Thioglycolic acid–stabilized CdTe nanoclusters were prepared at room temperature via a modified three‑step method. The resulting colloids were divided into six 50 mL aliquots. MnSO₄ (1, 5, 10, 15, 20 % of Cd²⁺ concentration) was added under sonication to each aliquot, facilitating ion exchange. A final microwave anneal (700 W, 3 min) completed the alloying. One aliquot of unmodified CdTe served as a control.

Characterization

Absorption and photoluminescence spectra were recorded at room temperature with an OceanOptics USB‑2000 spectrophotometer. Cyclic voltammograms (CV) were obtained using a ΠИ‑50‑1 potentiostat in a three‑electrode setup (Pt working, glassy carbon counter, Ag/AgCl reference) from −2 V to 2 V at 100 mV s⁻¹. Transmission electron microscopy (TEM) employed a Selmi TEM‑125 K microscope at 80 kV. Elemental composition was quantified by AES (С115М1).
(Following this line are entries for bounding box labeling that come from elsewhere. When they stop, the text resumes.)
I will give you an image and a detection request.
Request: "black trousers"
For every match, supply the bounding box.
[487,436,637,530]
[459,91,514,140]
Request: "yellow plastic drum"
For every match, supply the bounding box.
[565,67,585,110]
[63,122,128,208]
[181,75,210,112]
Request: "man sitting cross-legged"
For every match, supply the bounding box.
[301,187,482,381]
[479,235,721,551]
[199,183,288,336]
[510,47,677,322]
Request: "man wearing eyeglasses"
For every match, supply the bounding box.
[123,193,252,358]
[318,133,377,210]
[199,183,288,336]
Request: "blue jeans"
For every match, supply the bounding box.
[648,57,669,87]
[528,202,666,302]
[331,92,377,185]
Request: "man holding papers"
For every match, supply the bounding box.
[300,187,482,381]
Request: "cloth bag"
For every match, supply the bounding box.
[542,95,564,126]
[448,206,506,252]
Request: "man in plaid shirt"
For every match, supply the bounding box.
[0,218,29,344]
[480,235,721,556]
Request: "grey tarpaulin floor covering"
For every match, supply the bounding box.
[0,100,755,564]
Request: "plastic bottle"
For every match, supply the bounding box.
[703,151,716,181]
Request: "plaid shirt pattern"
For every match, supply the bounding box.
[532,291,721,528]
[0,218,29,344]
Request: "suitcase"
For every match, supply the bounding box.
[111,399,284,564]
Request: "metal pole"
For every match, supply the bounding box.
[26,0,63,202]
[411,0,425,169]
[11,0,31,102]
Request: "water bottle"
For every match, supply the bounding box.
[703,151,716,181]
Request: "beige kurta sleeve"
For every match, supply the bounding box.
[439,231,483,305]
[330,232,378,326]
EPR spectra were recorded on a Radiopan X‑band spectrometer at 300 K with 100 kHz modulation. Powder X‑ray diffraction (XRD) used a Bruker D8 Advance diffractometer; phases were identified against ICSD 040413.

Results and Discussion

Structural Characterization

TEM Analysis

TEM images of Cd_0.91Mn_0.09Te QDs show a uniform spherical population with an average diameter of 2.3 ± 0.3 nm, matching the size inferred from optical spectra. Aggregates of smaller QDs were occasionally observed but did not affect the overall size distribution.
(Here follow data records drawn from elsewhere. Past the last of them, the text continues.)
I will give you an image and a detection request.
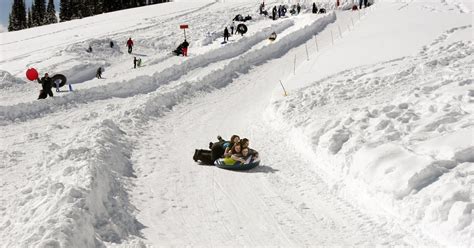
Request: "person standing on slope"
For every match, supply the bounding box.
[127,37,133,53]
[224,27,229,42]
[95,67,102,79]
[37,73,53,99]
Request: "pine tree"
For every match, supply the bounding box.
[31,0,46,26]
[59,0,72,22]
[46,0,58,24]
[8,0,28,31]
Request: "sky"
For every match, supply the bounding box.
[0,0,59,32]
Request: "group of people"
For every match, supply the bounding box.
[193,135,258,165]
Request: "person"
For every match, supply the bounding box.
[224,27,229,42]
[193,136,228,165]
[268,32,277,41]
[95,67,102,78]
[37,73,53,99]
[127,37,133,53]
[223,134,240,157]
[240,138,258,158]
[230,148,251,164]
[181,40,189,57]
[230,22,235,35]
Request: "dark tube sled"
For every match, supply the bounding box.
[237,23,248,34]
[51,74,67,88]
[214,158,260,170]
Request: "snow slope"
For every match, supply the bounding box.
[0,0,474,247]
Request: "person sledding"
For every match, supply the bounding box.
[268,32,277,41]
[36,73,53,99]
[127,37,133,53]
[193,135,260,170]
[173,40,189,56]
[224,27,230,43]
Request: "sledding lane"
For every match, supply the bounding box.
[130,14,434,246]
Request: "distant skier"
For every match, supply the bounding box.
[224,27,229,42]
[37,73,53,99]
[181,40,189,57]
[95,67,102,79]
[127,37,133,53]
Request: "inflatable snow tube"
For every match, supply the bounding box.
[51,74,67,88]
[214,158,260,171]
[237,23,247,34]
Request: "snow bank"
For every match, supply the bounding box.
[0,120,141,247]
[143,13,336,116]
[274,26,474,247]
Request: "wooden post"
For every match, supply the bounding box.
[280,80,288,96]
[331,30,334,45]
[314,36,319,52]
[304,43,309,61]
[293,54,296,75]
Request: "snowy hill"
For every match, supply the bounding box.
[0,0,474,247]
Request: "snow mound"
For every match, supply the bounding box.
[0,120,142,247]
[274,29,474,246]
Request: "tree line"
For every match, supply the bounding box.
[8,0,170,31]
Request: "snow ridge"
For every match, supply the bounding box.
[0,20,294,125]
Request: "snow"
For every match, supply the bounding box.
[0,0,474,247]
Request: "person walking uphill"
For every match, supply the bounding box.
[95,67,102,79]
[37,73,53,99]
[224,27,230,42]
[127,37,133,53]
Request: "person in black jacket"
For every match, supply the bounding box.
[95,67,102,78]
[37,73,53,99]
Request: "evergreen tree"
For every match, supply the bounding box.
[31,0,46,26]
[59,0,72,22]
[8,0,28,31]
[46,0,58,24]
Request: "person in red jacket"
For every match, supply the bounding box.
[127,38,133,53]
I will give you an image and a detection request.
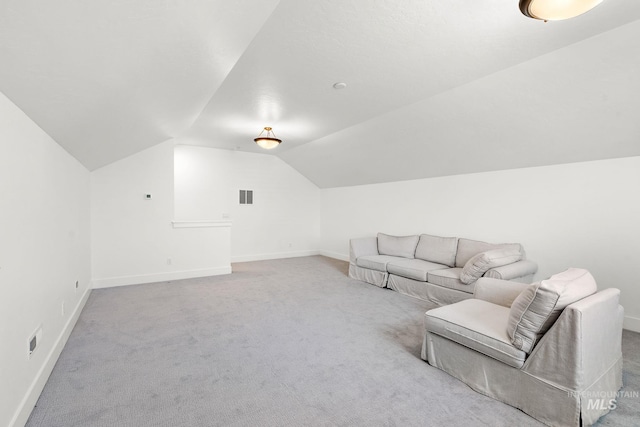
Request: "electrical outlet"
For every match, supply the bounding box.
[27,325,42,359]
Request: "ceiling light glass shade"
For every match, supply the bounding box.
[253,126,282,150]
[520,0,603,21]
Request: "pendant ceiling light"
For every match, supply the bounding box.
[253,126,282,150]
[520,0,603,21]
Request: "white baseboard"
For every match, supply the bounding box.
[231,250,320,262]
[622,316,640,332]
[93,265,231,289]
[9,289,91,427]
[320,250,349,262]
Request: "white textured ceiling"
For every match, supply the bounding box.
[0,0,640,187]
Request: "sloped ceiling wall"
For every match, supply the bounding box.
[0,0,640,187]
[281,21,640,187]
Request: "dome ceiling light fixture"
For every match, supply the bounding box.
[520,0,603,22]
[253,126,282,150]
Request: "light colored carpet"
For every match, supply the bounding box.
[27,256,640,427]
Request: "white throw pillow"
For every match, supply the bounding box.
[460,246,522,285]
[507,268,598,353]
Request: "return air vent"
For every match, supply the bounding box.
[240,190,253,205]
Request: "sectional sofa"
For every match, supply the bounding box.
[349,233,538,306]
[422,268,624,427]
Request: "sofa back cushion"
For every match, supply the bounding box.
[378,233,418,258]
[507,268,598,353]
[416,234,458,267]
[455,239,525,267]
[460,246,522,285]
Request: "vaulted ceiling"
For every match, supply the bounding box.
[0,0,640,187]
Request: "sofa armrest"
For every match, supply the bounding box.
[484,259,538,281]
[473,277,530,307]
[349,237,378,264]
[522,288,624,391]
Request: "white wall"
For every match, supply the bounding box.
[91,140,231,287]
[0,93,90,426]
[321,157,640,331]
[175,145,320,262]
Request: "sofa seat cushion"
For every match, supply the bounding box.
[356,255,398,273]
[425,299,527,369]
[415,234,458,267]
[378,233,419,258]
[427,267,476,294]
[387,258,447,282]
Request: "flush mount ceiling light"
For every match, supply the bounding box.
[253,126,282,150]
[520,0,603,21]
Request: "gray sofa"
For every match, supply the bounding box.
[349,233,538,306]
[422,269,624,426]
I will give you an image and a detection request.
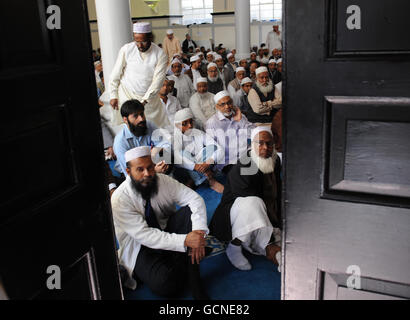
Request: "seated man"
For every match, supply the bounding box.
[247,67,282,124]
[206,91,253,173]
[159,79,182,127]
[232,78,253,115]
[173,109,224,193]
[111,147,208,299]
[189,77,216,129]
[208,62,224,94]
[114,100,171,176]
[228,67,246,97]
[168,59,195,108]
[210,127,281,270]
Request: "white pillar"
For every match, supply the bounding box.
[95,0,132,89]
[235,0,251,60]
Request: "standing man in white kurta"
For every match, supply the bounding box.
[109,22,170,128]
[111,146,209,299]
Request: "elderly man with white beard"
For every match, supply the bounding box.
[168,59,195,108]
[189,77,216,130]
[208,62,225,94]
[209,126,281,271]
[247,67,282,125]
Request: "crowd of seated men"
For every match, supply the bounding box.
[95,23,282,299]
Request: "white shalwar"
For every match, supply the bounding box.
[168,74,195,108]
[109,42,170,128]
[111,174,209,289]
[230,197,281,256]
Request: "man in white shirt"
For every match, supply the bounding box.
[109,22,170,127]
[111,147,209,299]
[168,59,195,108]
[159,79,182,127]
[189,77,216,130]
[172,109,224,193]
[266,24,282,52]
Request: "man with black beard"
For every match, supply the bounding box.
[111,146,209,299]
[113,100,171,176]
[247,67,282,125]
[208,62,224,94]
[209,126,281,271]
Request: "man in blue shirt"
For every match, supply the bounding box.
[114,100,171,176]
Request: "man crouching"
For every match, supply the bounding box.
[111,147,208,299]
[210,127,281,270]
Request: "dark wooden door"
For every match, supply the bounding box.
[282,0,410,299]
[0,0,122,299]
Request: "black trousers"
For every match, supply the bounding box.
[134,207,192,297]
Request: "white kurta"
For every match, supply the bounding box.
[109,42,170,128]
[189,92,216,129]
[168,74,195,108]
[266,31,282,53]
[111,174,209,289]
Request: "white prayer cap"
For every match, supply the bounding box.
[241,77,253,86]
[174,108,194,124]
[251,126,273,141]
[189,55,201,62]
[235,67,246,73]
[133,22,152,33]
[196,77,208,85]
[171,58,182,67]
[125,146,151,163]
[207,62,218,70]
[255,67,268,75]
[214,90,231,103]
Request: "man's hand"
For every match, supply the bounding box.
[155,161,169,173]
[194,163,210,173]
[110,99,118,110]
[232,107,242,122]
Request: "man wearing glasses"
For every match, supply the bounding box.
[109,22,170,128]
[206,90,254,173]
[209,126,281,271]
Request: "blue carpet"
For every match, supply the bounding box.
[124,178,281,300]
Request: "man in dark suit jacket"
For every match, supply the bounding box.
[209,127,281,270]
[182,33,198,53]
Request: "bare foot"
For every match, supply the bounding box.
[265,244,281,265]
[208,179,225,193]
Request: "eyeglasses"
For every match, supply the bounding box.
[218,100,233,107]
[254,140,275,148]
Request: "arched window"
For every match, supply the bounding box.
[181,0,214,25]
[251,0,282,21]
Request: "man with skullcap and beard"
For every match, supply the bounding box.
[111,147,208,299]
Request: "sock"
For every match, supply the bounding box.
[226,243,252,271]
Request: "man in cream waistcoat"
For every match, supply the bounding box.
[109,22,170,128]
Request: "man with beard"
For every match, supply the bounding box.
[111,147,208,299]
[206,90,253,173]
[168,59,195,108]
[172,109,224,193]
[189,77,216,130]
[248,67,282,124]
[208,62,225,94]
[114,100,171,176]
[109,22,170,128]
[225,52,238,86]
[228,67,246,97]
[232,78,253,115]
[209,127,281,270]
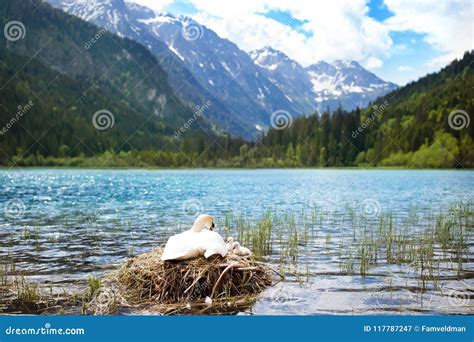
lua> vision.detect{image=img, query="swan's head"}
[191,214,214,232]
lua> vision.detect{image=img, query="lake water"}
[0,169,474,314]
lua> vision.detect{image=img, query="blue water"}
[0,169,474,314]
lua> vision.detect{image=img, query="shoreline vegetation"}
[0,200,474,314]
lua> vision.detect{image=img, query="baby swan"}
[233,242,252,256]
[161,215,227,260]
[226,237,237,252]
TEM image of Cd_0.91Mn_0.09Te QDs. Inset: size‑distribution histogram.

Atomic Emission Spectroscopy

Only ~20 % of the Cd²⁺ precursor participates in QD formation, consistent with previous findings. AES confirmed Mn incorporation across the series, with measured Cd:Mn ratios matching the intended stoichiometry. Mn alloying efficiency increased with higher Mn²⁺ loading, indicating a threshold for effective ion exchange.

Optical Properties

Absorption spectra exhibit a systematic blue‑shift with rising Mn content, while PL peaks shift from 542 nm (pure CdTe) to 496 nm (high Mn). The PL intensity diminishes at higher Mn levels, likely due to non‑radiative pathways introduced by excess Mn²⁺ or thioglycolate quenching. The observed spectral shifts confirm band‑gap widening induced by Mn alloying.
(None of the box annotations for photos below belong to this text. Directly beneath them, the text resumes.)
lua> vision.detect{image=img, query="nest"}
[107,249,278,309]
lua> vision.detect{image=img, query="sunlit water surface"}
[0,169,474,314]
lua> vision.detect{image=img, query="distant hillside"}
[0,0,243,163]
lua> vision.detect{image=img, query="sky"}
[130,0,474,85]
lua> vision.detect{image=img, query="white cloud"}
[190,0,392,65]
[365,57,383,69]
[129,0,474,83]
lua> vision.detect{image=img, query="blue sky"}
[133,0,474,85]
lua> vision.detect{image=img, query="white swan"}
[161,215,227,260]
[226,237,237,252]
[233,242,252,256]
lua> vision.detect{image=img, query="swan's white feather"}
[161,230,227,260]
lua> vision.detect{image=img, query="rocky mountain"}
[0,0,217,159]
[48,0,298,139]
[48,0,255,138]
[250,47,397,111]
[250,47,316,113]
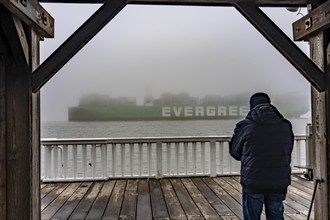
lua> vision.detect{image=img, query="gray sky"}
[41,4,310,121]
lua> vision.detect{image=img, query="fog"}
[41,4,310,121]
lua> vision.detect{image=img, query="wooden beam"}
[309,32,330,219]
[0,5,39,219]
[293,1,330,41]
[235,1,326,91]
[32,0,126,92]
[0,0,54,37]
[39,0,315,7]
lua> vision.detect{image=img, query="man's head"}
[250,92,270,109]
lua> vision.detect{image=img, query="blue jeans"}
[243,193,285,220]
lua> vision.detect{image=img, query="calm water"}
[41,119,311,138]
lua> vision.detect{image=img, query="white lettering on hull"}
[162,106,249,117]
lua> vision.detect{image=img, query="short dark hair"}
[250,92,270,109]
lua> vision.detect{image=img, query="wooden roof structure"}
[0,0,330,219]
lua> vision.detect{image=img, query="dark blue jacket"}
[229,104,294,194]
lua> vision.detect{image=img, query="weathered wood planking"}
[41,177,313,220]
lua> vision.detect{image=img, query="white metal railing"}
[41,135,308,182]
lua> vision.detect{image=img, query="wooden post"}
[0,6,40,219]
[309,30,330,219]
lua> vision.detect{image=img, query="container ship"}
[68,93,309,121]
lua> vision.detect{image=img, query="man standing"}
[229,92,294,220]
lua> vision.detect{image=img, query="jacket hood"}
[246,103,283,124]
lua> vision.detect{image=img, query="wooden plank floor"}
[41,176,313,220]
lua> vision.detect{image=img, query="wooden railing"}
[41,135,308,182]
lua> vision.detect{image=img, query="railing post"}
[156,141,163,178]
[306,123,314,166]
[101,144,108,178]
[210,141,217,177]
[62,145,69,179]
[44,145,53,179]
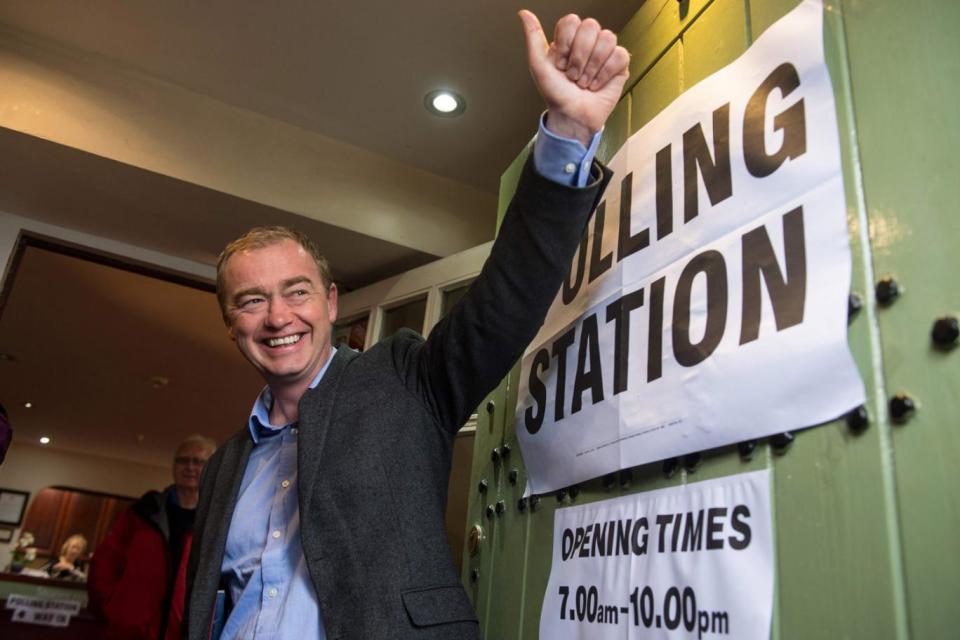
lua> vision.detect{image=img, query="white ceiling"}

Absorption (a) and normalized PL (b) spectra of CdTe and Cd_1‑xMn_xTe QDs. Inset: daylight (a) and UV (b) images of the colloids.

Cyclic Voltammetry

CV of CdTe shows anodic (1.48 V) and cathodic (−1.00 V) peaks, yielding a band‑gap of 2.48 eV, in agreement with optical data. For Mn‑alloyed QDs, the separation between anodic and cathodic peaks remains ~2.18 V, indicating the emergence of Mn‑related states within the band gap. This supports a thermally assisted back‑energy‑transfer mechanism that increases the effective band‑gap energy as Mn content rises.

XRD Analysis

All samples display the cubic CdTe (111) reflection at 25°, which shifts to higher angles with increasing Mn, confirming lattice contraction. For higher Mn loadings, the (111) peak diminishes, while the (200)/(220) peaks broaden, indicating formation of a thicker Cd_1‑xMn_xTe shell around a CdTe core or complete alloying at high Mn. The XRD data corroborate successful Mn substitution.

EPR Measurements

Cd_0.97Mn_0.03Te QDs exhibit a complex EPR spectrum comprising a broad Gaussian line (g = 2.0069) from Mn²⁺ clusters and two sextets (Δ ≈ 10 mT and 6 mT) from isolated Mn²⁺ ions. Analysis with a spin‑Hamiltonian confirms surface‑localized Mn²⁺ (signal 2) and lattice‑substituted Mn²⁺ (signal 3). The presence of both isolated and aggregated Mn⁺⁺ ions explains the magnetic behavior observed in CV.

Conclusions

We have developed a reproducible, aqueous synthesis of blue‑emitting Cd_1‑xMn_xTe QDs that retain a narrow size distribution while exhibiting a tunable PL shift from 542 nm to 496 nm. Structural (XRD, TEM) and spectroscopic (PL, CV, EPR) analyses confirm successful Mn incorporation and reveal a Mn‑induced widening of the band gap through thermally assisted back‑energy transfer. These findings establish Mn‑alloyed CdTe QDs as a robust platform for dual‑function optical and magnetic applications.